Last Friday, I had made this bread pudding. I wanted more dessert-like quality and not breakfast food. LOL. Learning from my previous day’s mistake (of using too much bread) and wanting to change the game somewhat, I made a few replacements to the original recipe. Reading pages upon pages of the reviews helped too, LOL.
I used fresh white bread (Weber’s), 1 less egg, heavy whipping cream and milk, brown and white sugars. I also let the bread soak for an hour before baking. Verdict: It is delicioso!
It deflated during cool-down and it’s more of a “bar”, but I looooove the flavor.

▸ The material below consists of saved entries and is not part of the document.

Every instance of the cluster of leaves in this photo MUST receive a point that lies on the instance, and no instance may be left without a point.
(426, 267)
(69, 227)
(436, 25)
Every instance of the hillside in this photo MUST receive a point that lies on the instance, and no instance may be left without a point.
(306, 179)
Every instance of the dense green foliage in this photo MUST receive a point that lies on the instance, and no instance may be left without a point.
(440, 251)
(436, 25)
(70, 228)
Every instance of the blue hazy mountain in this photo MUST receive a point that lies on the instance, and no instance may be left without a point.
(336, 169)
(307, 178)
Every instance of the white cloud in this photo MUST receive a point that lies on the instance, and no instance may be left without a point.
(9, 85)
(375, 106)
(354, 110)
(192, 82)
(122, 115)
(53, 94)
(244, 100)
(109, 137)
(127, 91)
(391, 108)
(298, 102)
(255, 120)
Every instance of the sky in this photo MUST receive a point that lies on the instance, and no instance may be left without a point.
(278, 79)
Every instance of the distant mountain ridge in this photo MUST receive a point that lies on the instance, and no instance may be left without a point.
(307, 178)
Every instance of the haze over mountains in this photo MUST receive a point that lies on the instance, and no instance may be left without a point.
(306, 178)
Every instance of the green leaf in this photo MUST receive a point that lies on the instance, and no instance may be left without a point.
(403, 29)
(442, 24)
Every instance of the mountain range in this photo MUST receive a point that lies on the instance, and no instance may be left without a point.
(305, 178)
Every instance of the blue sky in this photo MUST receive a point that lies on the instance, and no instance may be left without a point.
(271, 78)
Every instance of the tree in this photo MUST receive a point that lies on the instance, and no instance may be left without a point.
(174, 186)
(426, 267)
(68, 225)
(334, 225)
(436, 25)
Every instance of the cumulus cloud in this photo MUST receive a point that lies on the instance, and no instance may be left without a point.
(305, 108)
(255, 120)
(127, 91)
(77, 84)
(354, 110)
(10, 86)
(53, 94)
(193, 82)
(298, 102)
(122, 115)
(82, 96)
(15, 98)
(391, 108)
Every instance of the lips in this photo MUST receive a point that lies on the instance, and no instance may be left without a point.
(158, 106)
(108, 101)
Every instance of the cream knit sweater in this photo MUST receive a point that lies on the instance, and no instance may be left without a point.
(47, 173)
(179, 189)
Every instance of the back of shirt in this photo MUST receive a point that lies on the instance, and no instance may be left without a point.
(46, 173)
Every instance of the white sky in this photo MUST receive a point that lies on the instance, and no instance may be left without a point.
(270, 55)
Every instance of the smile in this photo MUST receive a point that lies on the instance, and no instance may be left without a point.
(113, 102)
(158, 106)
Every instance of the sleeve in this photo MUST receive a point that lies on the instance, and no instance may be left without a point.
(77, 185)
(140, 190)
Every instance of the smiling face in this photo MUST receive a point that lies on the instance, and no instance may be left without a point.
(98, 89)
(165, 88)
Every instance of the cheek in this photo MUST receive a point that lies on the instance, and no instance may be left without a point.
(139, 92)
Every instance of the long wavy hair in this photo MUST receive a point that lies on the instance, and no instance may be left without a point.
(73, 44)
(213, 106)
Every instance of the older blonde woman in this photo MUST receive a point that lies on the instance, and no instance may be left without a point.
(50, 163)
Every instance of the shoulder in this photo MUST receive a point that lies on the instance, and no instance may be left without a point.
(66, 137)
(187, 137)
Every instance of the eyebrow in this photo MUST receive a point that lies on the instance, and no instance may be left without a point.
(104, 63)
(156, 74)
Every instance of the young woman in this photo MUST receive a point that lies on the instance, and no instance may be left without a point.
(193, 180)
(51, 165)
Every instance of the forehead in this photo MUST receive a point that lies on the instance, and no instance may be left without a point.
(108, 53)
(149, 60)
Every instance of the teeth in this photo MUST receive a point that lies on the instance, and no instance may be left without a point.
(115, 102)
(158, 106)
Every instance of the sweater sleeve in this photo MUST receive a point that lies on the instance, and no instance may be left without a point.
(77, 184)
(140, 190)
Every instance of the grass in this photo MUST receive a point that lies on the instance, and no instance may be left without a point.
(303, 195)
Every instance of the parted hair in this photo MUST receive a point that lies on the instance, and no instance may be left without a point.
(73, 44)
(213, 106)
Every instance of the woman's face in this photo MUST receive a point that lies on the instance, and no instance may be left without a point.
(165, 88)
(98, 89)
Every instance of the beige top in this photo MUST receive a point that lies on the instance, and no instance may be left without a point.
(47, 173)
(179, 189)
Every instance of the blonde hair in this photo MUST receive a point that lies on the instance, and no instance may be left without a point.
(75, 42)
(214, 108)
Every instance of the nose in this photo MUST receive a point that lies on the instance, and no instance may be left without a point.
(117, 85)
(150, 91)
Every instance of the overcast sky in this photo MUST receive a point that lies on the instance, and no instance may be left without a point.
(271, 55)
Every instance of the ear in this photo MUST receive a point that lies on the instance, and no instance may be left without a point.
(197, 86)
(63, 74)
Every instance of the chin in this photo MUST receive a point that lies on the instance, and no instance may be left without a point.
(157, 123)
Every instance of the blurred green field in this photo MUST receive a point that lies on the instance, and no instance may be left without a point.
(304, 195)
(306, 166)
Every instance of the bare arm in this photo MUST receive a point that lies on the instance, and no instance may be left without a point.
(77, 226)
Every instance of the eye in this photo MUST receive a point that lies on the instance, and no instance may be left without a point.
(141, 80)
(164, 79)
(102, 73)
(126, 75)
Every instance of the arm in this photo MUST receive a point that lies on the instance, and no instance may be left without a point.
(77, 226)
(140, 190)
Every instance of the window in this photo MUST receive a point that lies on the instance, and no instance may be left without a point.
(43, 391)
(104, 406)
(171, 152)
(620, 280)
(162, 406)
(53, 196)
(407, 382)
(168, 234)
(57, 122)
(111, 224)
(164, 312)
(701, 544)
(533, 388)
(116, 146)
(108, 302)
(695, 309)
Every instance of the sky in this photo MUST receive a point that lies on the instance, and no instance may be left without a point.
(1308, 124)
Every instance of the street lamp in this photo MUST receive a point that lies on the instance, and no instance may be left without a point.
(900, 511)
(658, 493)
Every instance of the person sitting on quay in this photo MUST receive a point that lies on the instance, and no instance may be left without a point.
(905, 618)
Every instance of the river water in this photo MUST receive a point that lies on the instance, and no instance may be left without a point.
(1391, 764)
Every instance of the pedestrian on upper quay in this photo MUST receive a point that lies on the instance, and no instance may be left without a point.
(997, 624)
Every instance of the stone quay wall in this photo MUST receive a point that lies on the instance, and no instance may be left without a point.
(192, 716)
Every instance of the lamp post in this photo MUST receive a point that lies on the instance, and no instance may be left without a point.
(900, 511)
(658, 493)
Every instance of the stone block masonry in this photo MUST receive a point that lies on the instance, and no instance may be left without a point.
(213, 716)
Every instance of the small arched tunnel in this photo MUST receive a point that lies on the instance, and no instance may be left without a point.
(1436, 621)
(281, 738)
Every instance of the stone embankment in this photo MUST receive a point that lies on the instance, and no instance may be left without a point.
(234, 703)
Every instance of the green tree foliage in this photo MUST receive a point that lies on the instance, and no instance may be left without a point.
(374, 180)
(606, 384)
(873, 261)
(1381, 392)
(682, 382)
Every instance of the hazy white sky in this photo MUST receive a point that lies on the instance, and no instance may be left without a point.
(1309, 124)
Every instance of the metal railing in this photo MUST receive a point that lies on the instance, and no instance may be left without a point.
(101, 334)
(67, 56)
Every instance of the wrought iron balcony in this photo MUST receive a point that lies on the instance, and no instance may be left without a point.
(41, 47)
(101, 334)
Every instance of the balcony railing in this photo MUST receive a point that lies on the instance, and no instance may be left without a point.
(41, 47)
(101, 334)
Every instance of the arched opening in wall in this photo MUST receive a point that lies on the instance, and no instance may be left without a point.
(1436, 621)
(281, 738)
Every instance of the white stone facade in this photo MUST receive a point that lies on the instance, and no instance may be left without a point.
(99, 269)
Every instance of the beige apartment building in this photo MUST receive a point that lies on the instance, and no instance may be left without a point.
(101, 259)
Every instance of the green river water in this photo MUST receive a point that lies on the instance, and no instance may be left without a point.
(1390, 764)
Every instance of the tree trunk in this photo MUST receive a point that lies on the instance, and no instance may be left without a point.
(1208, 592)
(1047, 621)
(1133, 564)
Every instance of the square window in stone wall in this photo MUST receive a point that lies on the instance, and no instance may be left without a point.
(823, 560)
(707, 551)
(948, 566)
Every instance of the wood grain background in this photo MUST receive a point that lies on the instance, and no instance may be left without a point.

Next go-round I’ll make it with some sort of sauce, but truthfully, it doesn’t need it. I may also skip letting it stand for an hour to see what happens.
Recipe Bread Pudding with white bread
INGREDIENTS:
8 slices white bread–I used Weber’s
2 tablespoons butter, melted
3 eggs
1 cup heavy whipping cream
1 cup low-fat milk
1/2 cup white sugar
1/4 cup light brown sugar
1 teaspoon ground cinnamon
1 teaspoon vanilla extract
1/4 teaspoon ground nutmeg
1/8 cup brown sugar for topping
DIRECTIONS:
Preheat oven to 350 degrees F (175 degrees C). Grease 8 inch square baking pan with butter.
Break bread into small pieces in baking pan. Drizzle melted butter over bread.
In mixing bowl, combine eggs, whipping cream, milk, sugars, cinnamon, vanilla, and nutmeg. Beat until well mixed. Pour over bread, and lightly push down with a fork until bread is covered and soaking up the egg mixture. Let stand for 1 hour. Sprinkle 1/8 cup brown sugar for topping.
Bake in preheated oven for 45 minutes, or until the top springs back when lightly tapped.